Roland has no scenes without Jake. They are rarely separated in shots by more than a few minutes. Roland lives only to serve Jake's narrative progress.

And look, maybe there's a great movie—a whole series of great movies—to be made about Jake's adventures in Midworld, a YA quest that draws heavily from the source material (his dog-like companion, Oy, would sell tons of plushies, I'm sure) in order to please fans of the books while simultaneously drawing in new audiences. But The Dark Tower, which feels both bloated with plot points and also underbaked with its 90-or-so-minute running time, isn't a particularly promising start to this would-be franchise.

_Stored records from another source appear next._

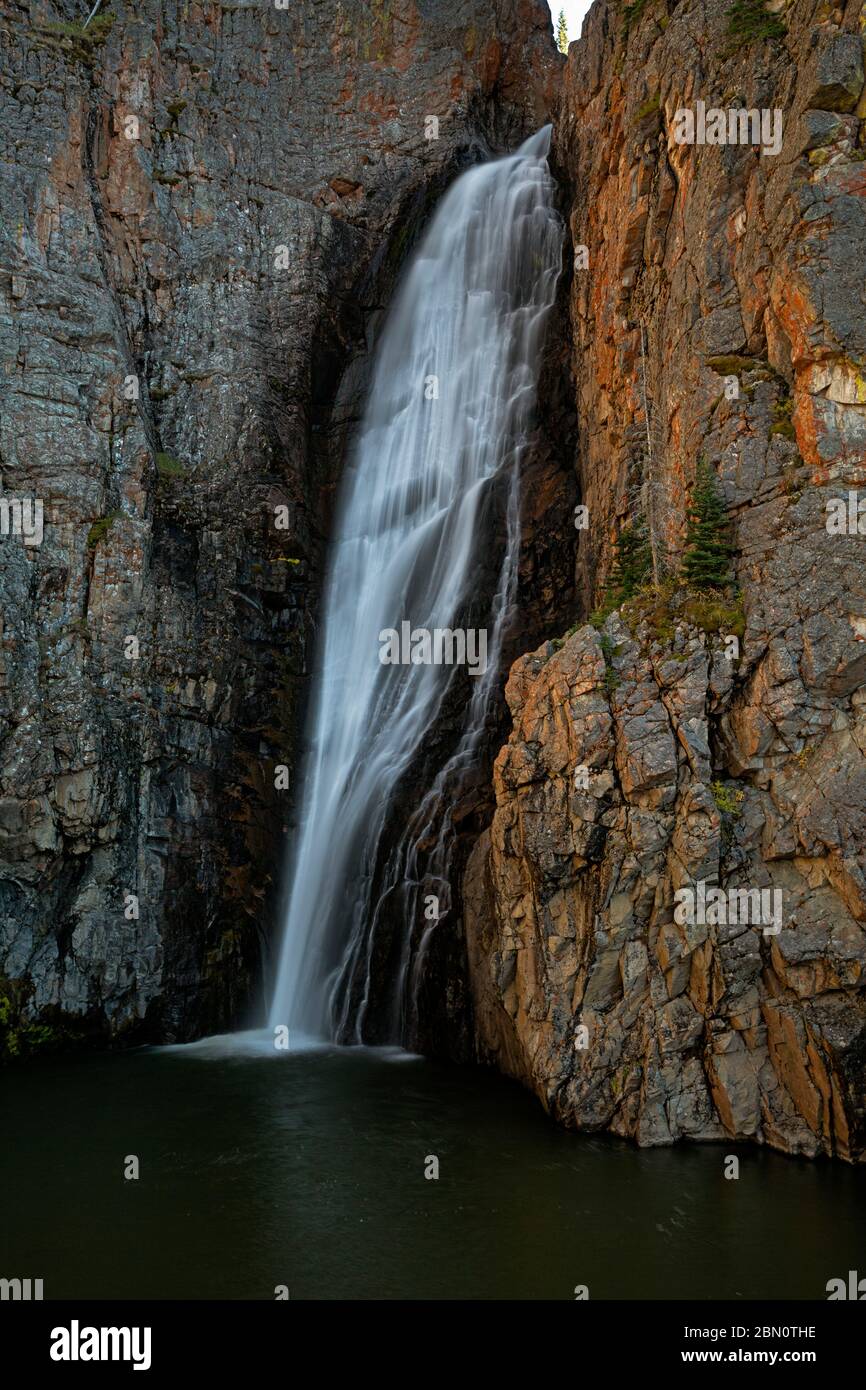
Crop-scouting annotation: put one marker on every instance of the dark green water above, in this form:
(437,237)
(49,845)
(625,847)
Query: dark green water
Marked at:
(309,1171)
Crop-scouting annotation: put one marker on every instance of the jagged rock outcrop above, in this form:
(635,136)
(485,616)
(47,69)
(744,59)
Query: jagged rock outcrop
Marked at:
(720,314)
(205,206)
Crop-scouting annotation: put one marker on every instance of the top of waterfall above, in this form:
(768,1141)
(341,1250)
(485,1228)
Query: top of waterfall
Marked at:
(538,145)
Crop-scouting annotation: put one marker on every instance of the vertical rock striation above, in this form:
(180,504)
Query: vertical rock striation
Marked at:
(722,314)
(205,206)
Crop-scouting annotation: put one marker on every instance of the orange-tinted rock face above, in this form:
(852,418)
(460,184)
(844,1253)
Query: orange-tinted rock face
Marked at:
(202,209)
(722,314)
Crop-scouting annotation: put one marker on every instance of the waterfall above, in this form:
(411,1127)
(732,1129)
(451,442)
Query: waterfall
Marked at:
(446,420)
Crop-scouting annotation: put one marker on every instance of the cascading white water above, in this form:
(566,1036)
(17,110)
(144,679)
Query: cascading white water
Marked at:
(449,410)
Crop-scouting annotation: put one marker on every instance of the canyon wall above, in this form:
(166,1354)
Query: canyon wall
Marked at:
(205,210)
(719,312)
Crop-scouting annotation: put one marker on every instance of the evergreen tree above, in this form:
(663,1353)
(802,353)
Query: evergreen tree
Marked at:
(708,549)
(633,560)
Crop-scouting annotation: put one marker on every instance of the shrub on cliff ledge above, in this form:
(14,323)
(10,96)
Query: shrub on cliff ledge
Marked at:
(706,563)
(749,21)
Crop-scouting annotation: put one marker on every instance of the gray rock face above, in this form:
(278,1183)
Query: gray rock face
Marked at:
(203,207)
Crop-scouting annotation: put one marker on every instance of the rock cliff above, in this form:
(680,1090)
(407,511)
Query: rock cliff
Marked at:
(717,312)
(205,209)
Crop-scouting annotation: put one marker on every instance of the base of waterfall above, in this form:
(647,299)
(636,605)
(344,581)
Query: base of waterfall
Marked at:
(260,1043)
(317,1178)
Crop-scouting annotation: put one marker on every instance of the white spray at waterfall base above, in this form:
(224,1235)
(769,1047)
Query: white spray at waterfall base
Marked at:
(449,410)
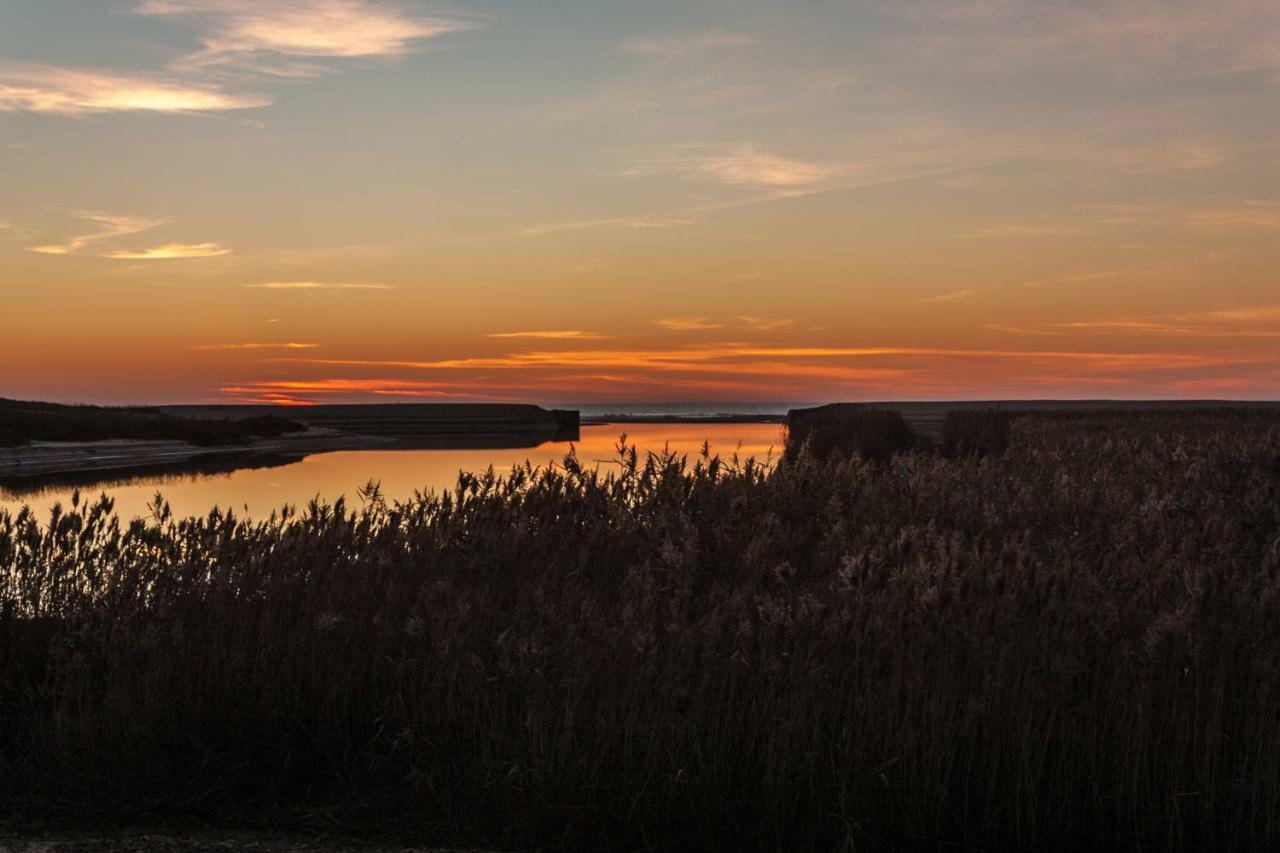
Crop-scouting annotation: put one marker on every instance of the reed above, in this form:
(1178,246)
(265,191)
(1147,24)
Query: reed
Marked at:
(1069,644)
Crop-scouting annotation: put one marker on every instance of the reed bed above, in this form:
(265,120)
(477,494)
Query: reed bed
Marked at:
(1069,644)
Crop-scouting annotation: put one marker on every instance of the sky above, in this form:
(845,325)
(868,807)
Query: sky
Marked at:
(598,201)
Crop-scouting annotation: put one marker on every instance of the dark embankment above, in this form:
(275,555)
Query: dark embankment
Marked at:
(22,423)
(1073,643)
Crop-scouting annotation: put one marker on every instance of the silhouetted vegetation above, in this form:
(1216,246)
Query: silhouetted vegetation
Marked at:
(1069,644)
(844,430)
(22,423)
(977,430)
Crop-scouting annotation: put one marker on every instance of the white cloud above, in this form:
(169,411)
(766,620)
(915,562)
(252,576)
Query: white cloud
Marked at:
(685,44)
(112,226)
(254,346)
(246,31)
(552,334)
(170,251)
(688,324)
(320,286)
(115,226)
(69,91)
(947,297)
(746,165)
(656,223)
(763,323)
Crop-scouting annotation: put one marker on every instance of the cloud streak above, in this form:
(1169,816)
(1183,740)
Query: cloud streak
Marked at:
(68,91)
(256,35)
(170,251)
(113,227)
(552,334)
(319,286)
(222,347)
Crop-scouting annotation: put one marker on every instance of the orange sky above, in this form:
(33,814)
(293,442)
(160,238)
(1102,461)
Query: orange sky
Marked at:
(344,200)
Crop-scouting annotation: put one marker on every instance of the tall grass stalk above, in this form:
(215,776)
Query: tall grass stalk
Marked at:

Leave aside the changes made to the source material, such as the introduction of technology used to transport people between Roland's Earth, Midworld, and Jake's/ours, the so-called Keystone Earth; those're irrelevant, all adaptations make such alterations. Instead focus on the fact that there isn't a single interesting shot in the whole movie—most of the action sequences are murkily lit, as if the producers were trying to hide some shoddy CGI work. Perhaps more frustratingly, there isn't a single interestingly choreographed shootout, a shame given Roland's status as a legendary gunfighter whose six-shooters were made from Excalibur's steel. Ape The Matrix or John Wick or literally anything other than quick-cut bang-bang-body-fall-down garbage that masquerades for action in this film.

You can, sadly, see a coterie of talented actors struggling with material they know to be beneath them. Elba channels the spirit of Deschain as well as anyone could, given the script he's forced to work with, while McConaughey revels in playing the bad guy (though it seemed to my untrained eye that he's saddled with two different wigs throughout; one wonders which was the Emergency Reshoot Hairpiece and which was used during the primary filming). The youngster Taylor, meanwhile, is quite good as the haunted Jake—better than he has any right to be, honestly. One hopes he finds better projects going forward.

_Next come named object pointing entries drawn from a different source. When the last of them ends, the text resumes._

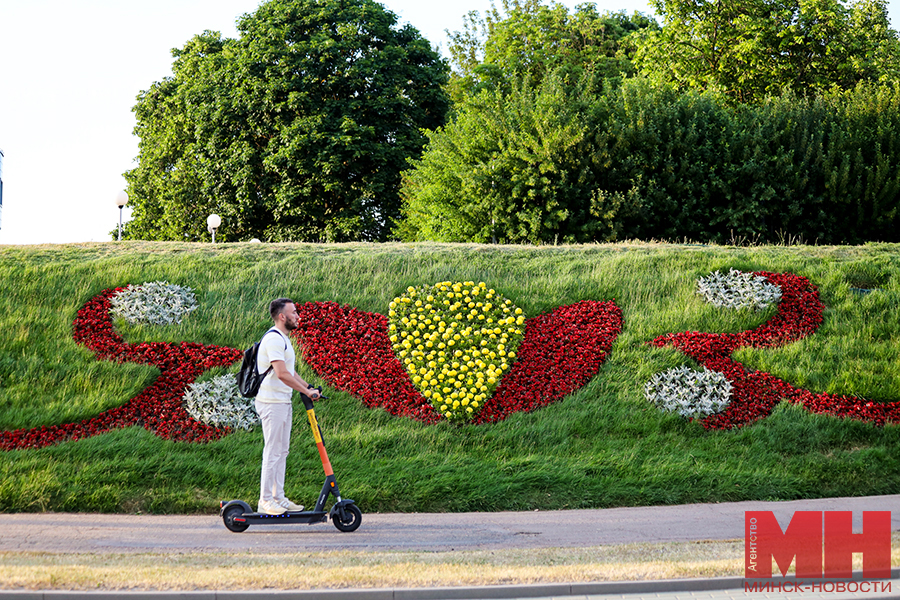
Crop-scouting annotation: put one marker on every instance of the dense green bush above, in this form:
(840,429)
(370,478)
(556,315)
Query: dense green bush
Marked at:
(646,160)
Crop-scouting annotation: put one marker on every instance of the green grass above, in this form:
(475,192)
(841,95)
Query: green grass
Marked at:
(600,447)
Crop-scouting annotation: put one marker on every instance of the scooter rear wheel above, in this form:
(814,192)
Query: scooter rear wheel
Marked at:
(351,519)
(228,516)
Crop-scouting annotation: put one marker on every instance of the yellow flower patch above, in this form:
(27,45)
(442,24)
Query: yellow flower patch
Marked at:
(456,341)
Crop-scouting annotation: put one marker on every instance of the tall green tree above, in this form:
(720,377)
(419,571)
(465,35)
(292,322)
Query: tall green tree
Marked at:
(753,48)
(297,130)
(510,168)
(527,39)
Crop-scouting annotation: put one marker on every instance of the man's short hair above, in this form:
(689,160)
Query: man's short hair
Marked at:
(278,305)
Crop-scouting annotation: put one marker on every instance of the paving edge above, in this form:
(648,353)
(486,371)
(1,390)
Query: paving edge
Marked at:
(490,592)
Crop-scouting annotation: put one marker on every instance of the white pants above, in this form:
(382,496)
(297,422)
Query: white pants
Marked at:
(276,421)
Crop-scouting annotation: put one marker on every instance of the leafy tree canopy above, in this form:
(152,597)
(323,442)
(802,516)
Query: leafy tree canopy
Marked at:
(298,130)
(753,48)
(527,40)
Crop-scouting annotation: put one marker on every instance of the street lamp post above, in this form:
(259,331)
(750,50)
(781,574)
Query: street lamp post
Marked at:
(121,201)
(212,223)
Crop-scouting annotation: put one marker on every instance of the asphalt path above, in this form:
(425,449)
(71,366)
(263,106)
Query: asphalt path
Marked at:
(384,532)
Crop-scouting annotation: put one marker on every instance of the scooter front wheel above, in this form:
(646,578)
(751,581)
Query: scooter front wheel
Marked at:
(350,520)
(228,516)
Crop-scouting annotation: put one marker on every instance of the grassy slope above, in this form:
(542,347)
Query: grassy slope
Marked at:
(602,446)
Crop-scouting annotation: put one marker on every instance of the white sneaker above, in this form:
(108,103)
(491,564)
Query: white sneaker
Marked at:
(288,505)
(268,507)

There really is an abundance of talent here, a wealth of riches that is remarkably poorly utilized. Dennis Haysbert plays Roland's father and gets exactly one scene. Jackie Earle Haley plays, I dunno, "Head Rat Man" in Keystone New York. Meanwhile, Abbey Lee (Mad Max: Fury Road; The Neon Demon) is expertly cast as a bird-creature hiding as a human—her oversized eyes and spindly limbs give her a slightly alien quality that matches the role perfectly. It's too bad she's given nothing at all to do.

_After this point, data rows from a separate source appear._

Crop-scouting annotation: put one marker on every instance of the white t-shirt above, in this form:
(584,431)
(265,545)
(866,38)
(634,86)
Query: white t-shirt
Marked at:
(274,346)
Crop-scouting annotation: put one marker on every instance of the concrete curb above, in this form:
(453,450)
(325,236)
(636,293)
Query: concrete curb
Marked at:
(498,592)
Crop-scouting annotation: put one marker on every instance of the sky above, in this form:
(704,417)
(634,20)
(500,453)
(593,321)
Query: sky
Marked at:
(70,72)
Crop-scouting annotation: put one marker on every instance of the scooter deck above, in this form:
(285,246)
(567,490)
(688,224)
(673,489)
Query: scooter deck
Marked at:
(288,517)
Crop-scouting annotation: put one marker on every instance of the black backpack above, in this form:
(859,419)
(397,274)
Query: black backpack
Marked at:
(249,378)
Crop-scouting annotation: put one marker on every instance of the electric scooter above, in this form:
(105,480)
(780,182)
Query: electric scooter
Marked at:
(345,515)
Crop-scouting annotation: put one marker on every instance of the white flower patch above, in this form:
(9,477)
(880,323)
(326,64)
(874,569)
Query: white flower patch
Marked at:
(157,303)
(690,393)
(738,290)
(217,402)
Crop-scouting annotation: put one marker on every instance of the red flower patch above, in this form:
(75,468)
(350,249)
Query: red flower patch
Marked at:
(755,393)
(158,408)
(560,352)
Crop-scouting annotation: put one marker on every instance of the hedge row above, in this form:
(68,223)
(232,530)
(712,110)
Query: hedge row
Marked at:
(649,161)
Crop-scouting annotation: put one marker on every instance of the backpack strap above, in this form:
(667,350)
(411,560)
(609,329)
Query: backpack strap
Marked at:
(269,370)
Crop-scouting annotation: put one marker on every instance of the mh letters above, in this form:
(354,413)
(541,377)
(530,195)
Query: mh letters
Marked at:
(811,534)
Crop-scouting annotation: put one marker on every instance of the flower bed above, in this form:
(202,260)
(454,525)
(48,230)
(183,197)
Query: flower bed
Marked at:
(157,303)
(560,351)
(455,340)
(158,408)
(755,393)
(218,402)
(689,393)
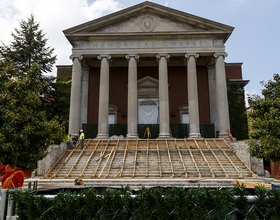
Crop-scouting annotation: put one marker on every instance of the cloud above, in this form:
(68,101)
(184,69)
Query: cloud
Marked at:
(54,16)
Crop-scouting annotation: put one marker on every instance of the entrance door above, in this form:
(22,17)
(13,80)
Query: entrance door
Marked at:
(148,111)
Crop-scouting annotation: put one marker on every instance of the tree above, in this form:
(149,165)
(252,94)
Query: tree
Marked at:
(29,46)
(265,121)
(25,133)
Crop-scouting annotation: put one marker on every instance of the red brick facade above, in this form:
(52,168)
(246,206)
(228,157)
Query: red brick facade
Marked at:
(178,91)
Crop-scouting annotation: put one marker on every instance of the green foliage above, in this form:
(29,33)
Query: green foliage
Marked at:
(238,118)
(150,203)
(56,102)
(265,122)
(24,130)
(29,46)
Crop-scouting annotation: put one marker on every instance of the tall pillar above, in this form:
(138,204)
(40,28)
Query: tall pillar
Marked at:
(222,100)
(84,95)
(74,114)
(132,114)
(103,112)
(213,95)
(193,96)
(163,96)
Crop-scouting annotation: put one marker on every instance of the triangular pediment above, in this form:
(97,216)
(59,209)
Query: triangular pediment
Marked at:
(147,18)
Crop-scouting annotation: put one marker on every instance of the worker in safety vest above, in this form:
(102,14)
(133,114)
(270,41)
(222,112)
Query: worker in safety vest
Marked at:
(69,142)
(82,137)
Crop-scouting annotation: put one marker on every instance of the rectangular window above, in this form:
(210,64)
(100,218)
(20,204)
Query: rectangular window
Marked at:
(185,118)
(111,119)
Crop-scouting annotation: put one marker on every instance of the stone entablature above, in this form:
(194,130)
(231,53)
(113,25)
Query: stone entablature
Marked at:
(148,44)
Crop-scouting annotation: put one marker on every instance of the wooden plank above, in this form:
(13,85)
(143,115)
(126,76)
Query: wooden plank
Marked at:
(124,156)
(74,165)
(252,184)
(64,163)
(181,158)
(107,160)
(159,162)
(135,158)
(50,171)
(77,160)
(101,157)
(147,158)
(112,160)
(239,174)
(90,156)
(199,174)
(206,161)
(226,174)
(170,161)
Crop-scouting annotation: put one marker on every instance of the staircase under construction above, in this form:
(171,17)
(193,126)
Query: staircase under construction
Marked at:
(151,159)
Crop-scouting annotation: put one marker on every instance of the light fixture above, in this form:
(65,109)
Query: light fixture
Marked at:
(123,114)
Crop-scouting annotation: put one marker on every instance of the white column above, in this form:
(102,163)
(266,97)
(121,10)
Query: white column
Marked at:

There are grating references to other King works through the film; Jake, for example, is said to have "the shine," an obvious reference to The Shining. We see the number 1408 appear onscreen and a sign advertising a Barlow and Straker's. If you understand these terms you'll be amused; if not, they'll wash over you. As someone who did get the references, all I can say is that I wish they'd spent more time on the film's script and the whole project's conception than they seem to have on the cussing Easter Eggs.

As a fan of the books and a fan of the actors and a fan of, I dunno, films, I guess, the whole experience was rather dispiriting. Thankfully, it's not very long. At 95 minutes or so it's the shortest tentpole misfire you'll see this year; as such, it moves along at a brisk pace that doesn't allow for much reflection over just how empty the whole thing is.